It probably isn't though, which is too bad — it would have made for a tidier column.
In the end, Terrell Owens will take his millions and his boundless bucket of personal entitlement to a new team that will give him millions more. The Gridiron God will probably not reward the worthy Eagles with a triumphant, movie-worthy season. The media-sports money machine will continue to create bad boy celebrities and profit from there downfall by ginning up more television ratings, Web pageviews and radio call-ins. And little boys playing touch football in schoolyards across America will probably not learn lifelong lessons about how me-firsters and bad sports never win in the long run.
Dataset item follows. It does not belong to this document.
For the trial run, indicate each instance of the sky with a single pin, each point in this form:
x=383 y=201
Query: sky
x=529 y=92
But blast all that it; I'm going to give it a go and commence with my sworn duty to make something complex and ambiguous into something black and white and terribly simplistic and polemical.
Congratulations to the Philadelphia Eagles for doing the right thing.
No qualifiers, no hedges — they did good. They are now my second favorite team. T.O. is a bum and they dumped his boastful butt. What is important is that the team has acted against its financial interests in protecting its best interests.
On pure athletic accomplishment, Owens is the Eagles best player. Though they were in the Super Bowl last year, they have had a bunch of injuries that make the odds of a good post-season run this year much longer without Owens. They will still have the pleasure of paying the conceited rat his full salary even if they quarantine him. And they will have to spend more money on lawyer's fees defending themselves from a grievance filed by the millionaire's labor union.
So far, Philadelphia's fans seem to be with them. An online (yes, unscientific) poll on Philly.com showed that the 12,459 people who had voted as of 9:02 Tuesday morning supported the Eagles over T.O. Will this moral steadiness endure some heartbreaking losses? Will hell freeze over?
Philadelphia Inquirer columnist Phil Sheridanhas already found a possible scapegoat for Owens' troubles -- ESPN (ESPN.com first aired Owens' latest offenses). Sheridan quotes a great line -- that ESPN has become "Al-Jazeera for spoiled athletes."
We the media -- especially the sports press -- fawn over the players, cozy up to them, demand that they stay on script and dutifully provide their sound bites, while always goading them to make a gaffe, start a fight or commit a newsworthy blooper. And when they do -- they tear them down, demanding contrition and condemnation.